Hogg himself simply said, "Well DC has their pick," and shared multiple social media posts about Platner's campaign.
Platner has secured endorsements from Sen. Bernie Sanders (I-Vt.) and unions including the United Auto Workers. The committee boosting his opponent is sending some new support his way. Writer Charlotte Clymer said that "I had planned to stay out of the Maine Senate race for a while and respectfully consider the competing visions of both major candidates. But I can't do that now."

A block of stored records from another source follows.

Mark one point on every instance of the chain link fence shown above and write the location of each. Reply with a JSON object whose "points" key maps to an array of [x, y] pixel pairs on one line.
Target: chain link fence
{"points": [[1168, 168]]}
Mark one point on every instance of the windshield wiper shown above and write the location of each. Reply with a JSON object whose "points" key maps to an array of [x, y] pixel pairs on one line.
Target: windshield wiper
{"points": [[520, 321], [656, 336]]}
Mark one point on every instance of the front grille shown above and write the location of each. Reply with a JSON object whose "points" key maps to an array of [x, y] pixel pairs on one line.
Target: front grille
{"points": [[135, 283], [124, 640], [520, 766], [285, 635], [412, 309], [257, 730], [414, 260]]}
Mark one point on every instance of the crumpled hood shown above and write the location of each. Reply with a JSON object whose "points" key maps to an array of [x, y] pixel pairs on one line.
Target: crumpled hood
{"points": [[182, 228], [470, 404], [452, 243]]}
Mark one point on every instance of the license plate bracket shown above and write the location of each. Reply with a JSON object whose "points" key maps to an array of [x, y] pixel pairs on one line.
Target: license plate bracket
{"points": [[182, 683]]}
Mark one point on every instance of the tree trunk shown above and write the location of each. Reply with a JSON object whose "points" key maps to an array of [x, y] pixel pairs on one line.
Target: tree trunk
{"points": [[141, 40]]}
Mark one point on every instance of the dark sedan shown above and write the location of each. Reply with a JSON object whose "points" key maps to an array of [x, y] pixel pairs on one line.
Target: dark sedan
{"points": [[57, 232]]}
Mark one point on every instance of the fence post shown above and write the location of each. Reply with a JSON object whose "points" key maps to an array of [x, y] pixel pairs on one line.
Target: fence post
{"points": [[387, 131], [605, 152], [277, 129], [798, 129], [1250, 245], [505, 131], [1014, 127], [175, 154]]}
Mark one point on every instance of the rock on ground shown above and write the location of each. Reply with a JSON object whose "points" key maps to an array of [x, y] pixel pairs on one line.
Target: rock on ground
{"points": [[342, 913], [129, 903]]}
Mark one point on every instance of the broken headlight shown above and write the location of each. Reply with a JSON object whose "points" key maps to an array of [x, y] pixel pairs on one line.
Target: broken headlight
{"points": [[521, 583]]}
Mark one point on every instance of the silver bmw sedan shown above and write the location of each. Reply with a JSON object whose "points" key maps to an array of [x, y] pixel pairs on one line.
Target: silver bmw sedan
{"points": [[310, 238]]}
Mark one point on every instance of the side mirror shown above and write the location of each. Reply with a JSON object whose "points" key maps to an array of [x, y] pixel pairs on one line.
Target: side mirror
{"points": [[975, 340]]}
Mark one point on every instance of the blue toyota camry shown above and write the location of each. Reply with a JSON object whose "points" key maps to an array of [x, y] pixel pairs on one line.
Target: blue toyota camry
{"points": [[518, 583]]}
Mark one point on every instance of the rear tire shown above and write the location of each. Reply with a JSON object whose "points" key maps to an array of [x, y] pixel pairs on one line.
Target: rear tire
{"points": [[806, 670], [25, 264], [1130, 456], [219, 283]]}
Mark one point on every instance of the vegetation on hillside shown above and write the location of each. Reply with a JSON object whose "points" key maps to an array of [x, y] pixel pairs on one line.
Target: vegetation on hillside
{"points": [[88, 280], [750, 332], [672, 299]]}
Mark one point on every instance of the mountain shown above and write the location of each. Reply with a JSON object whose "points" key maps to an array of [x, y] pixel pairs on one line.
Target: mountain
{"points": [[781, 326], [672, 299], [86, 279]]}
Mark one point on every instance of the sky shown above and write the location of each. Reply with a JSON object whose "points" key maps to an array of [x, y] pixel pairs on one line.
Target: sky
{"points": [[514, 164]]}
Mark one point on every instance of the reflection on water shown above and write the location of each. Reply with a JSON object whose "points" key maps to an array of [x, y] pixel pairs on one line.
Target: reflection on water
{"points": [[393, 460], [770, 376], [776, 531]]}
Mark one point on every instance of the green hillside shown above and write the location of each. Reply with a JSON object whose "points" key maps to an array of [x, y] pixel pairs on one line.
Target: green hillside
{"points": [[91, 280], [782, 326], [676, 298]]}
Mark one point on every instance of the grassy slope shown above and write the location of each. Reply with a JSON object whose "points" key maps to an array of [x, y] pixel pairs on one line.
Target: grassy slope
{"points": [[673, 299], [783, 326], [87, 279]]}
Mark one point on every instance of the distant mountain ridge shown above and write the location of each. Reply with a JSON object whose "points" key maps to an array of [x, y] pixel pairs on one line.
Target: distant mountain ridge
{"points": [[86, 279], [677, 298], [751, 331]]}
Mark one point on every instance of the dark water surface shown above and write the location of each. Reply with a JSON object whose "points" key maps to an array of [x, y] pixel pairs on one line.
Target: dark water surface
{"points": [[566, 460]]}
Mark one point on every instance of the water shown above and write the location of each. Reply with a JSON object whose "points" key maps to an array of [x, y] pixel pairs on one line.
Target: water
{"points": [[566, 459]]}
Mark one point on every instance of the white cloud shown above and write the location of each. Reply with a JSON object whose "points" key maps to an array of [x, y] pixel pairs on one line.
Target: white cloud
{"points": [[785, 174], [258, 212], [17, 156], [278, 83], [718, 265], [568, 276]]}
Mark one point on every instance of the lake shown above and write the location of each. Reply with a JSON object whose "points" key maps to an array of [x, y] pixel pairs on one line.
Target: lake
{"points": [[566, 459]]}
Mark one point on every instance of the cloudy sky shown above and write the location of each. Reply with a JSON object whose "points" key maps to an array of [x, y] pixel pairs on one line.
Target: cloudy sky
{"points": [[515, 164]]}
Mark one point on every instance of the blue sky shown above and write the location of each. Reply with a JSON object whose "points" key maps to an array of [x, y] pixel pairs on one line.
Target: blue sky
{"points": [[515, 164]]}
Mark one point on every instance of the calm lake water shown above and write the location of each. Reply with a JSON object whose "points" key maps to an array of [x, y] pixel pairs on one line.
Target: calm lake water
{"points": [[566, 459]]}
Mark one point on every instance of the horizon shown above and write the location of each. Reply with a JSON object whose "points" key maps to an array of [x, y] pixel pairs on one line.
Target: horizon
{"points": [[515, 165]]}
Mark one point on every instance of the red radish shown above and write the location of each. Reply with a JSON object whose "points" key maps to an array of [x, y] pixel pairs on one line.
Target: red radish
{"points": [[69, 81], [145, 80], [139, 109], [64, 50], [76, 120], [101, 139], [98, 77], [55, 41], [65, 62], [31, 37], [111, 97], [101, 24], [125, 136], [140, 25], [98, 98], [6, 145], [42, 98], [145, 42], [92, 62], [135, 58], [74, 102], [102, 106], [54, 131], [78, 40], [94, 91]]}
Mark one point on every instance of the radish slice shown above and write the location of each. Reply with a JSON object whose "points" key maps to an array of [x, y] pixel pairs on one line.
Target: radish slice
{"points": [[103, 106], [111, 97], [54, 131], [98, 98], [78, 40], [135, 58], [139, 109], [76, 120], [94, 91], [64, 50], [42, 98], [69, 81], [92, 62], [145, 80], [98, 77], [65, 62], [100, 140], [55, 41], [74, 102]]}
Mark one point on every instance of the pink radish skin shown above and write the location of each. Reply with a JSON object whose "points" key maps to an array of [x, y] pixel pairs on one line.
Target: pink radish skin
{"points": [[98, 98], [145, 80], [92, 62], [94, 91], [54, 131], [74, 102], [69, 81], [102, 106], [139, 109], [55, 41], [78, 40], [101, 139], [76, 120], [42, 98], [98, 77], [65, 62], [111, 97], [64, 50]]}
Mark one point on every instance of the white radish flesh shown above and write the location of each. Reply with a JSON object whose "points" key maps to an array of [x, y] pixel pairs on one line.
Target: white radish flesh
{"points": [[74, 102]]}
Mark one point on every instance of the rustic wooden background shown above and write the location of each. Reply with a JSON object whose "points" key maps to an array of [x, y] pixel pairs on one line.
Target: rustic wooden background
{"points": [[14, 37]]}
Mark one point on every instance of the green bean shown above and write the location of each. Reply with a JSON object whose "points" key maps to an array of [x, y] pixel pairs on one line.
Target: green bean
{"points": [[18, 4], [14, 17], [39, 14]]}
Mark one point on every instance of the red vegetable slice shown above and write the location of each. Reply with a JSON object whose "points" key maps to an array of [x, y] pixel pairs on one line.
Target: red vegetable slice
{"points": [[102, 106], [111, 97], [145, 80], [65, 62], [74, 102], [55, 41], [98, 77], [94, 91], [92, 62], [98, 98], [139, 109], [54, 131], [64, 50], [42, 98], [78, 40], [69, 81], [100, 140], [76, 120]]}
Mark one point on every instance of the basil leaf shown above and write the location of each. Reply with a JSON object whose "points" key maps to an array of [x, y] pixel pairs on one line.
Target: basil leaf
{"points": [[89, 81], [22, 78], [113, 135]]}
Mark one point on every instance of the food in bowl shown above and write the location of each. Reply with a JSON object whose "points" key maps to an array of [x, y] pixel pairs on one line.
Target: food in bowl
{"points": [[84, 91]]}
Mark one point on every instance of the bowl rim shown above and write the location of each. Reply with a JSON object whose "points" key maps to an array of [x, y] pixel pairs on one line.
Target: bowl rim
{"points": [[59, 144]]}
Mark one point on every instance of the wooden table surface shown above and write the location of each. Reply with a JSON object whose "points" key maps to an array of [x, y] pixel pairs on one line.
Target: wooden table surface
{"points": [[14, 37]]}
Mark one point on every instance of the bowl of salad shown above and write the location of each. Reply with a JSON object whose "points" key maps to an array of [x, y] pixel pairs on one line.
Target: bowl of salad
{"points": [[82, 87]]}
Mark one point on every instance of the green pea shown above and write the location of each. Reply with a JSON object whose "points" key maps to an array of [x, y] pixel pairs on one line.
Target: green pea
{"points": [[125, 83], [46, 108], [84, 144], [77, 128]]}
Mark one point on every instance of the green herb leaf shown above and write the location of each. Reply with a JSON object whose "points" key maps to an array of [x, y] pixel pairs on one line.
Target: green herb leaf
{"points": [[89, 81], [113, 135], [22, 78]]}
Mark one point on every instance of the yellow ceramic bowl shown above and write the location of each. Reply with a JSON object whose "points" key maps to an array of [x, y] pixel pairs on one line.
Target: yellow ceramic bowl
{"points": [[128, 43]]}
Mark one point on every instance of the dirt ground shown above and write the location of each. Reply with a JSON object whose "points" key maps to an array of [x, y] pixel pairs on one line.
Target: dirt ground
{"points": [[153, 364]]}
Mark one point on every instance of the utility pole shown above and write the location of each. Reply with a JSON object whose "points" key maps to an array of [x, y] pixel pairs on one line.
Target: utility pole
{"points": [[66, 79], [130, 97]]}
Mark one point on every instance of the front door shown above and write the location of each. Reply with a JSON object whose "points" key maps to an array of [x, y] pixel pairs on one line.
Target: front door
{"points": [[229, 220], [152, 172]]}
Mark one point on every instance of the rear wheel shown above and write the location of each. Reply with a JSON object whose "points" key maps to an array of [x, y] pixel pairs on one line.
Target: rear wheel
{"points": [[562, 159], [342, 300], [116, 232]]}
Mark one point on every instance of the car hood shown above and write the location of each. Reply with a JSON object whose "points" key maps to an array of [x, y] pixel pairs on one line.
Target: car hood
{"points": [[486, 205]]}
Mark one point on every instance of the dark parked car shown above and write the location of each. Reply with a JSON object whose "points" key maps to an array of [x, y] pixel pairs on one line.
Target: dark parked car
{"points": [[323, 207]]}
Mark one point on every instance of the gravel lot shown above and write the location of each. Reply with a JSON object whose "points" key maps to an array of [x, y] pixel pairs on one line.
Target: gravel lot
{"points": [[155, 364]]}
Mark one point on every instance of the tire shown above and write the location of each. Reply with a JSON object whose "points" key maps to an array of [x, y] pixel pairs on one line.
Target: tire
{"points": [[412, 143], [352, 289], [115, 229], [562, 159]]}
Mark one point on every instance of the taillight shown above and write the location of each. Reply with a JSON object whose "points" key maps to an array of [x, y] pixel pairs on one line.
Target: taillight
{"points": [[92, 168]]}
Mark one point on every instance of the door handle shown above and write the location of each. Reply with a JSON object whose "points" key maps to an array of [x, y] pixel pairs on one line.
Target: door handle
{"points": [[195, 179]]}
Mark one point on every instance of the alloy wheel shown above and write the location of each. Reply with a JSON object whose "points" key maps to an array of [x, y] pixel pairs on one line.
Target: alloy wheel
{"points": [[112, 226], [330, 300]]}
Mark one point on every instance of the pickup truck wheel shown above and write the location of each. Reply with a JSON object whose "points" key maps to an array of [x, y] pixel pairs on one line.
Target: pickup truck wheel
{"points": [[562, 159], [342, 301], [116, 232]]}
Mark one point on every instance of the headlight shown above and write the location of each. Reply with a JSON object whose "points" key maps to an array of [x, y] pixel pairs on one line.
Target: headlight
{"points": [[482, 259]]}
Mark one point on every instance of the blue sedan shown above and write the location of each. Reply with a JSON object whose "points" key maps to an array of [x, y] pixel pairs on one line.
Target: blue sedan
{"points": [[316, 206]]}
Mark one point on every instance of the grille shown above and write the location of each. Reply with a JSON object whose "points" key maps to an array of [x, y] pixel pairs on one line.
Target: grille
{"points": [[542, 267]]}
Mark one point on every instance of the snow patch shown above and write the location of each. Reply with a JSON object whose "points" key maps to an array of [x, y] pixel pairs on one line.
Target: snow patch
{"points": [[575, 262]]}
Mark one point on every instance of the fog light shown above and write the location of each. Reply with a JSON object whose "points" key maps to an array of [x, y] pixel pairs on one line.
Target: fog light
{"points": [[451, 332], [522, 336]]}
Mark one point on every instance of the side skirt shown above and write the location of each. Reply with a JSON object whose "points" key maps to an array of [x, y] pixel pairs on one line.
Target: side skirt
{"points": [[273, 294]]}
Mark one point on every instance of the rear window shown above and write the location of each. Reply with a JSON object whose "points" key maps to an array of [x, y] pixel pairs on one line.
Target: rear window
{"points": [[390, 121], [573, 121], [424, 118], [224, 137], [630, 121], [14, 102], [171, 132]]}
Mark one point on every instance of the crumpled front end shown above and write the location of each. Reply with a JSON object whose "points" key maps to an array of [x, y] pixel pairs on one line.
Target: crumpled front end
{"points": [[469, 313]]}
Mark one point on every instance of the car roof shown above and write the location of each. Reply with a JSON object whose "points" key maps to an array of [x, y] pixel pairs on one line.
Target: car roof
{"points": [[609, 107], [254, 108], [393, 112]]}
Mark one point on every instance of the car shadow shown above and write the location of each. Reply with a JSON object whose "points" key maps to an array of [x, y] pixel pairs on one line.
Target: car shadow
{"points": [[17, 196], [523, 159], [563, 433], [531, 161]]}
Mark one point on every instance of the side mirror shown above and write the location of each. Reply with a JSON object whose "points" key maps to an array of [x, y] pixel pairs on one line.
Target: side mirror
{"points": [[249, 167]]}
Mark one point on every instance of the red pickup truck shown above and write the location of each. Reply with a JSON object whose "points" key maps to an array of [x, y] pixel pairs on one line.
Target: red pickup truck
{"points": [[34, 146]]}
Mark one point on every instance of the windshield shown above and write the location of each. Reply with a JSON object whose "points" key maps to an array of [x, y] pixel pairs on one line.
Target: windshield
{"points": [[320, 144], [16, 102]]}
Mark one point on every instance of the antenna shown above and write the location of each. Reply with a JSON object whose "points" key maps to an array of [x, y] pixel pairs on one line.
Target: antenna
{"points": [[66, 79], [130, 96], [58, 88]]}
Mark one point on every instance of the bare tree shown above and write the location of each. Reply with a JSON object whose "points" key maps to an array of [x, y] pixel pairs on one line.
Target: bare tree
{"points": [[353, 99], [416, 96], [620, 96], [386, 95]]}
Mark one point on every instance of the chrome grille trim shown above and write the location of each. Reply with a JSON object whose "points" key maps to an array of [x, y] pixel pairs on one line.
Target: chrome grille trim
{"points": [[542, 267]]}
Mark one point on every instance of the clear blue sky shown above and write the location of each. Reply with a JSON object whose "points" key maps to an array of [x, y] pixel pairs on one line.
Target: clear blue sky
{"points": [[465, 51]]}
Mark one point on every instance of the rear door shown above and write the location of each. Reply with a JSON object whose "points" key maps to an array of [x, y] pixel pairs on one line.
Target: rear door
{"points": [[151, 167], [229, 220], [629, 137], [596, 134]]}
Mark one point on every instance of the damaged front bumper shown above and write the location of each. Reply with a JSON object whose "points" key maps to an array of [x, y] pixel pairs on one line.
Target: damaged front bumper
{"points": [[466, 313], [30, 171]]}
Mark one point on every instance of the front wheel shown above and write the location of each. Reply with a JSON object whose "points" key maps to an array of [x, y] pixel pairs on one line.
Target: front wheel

"It is wildly inappropriate for the DSCC to jump into a competitive primary in such a brazen and shameless way, eight months before voters go to the polls," Clymer said. "This is a complete failure to read the room. It is incompetent. It is political malpractice. The DSCC has clearly learned nothing, and they would rather deploy the same tired, divisive strategies instead of empowering Democratic voters and earning our confidence in their process."
"I have great respect for Gov. Janet Mills, but she is being advised very poorly on the contours of this political moment when it comes to what Democratic voters want to see," she added. "I'll be supporting Graham Platner in the primary."
Mills joining the race also hasn't stopped the fundraising dollars from flowing to Platner. His adviser Joe Calvello noted on social media Wednesday morning: "FUN FACT: Since Gov. Mills launched her campaign, Graham Platner's campaign has received a donation every eight seconds."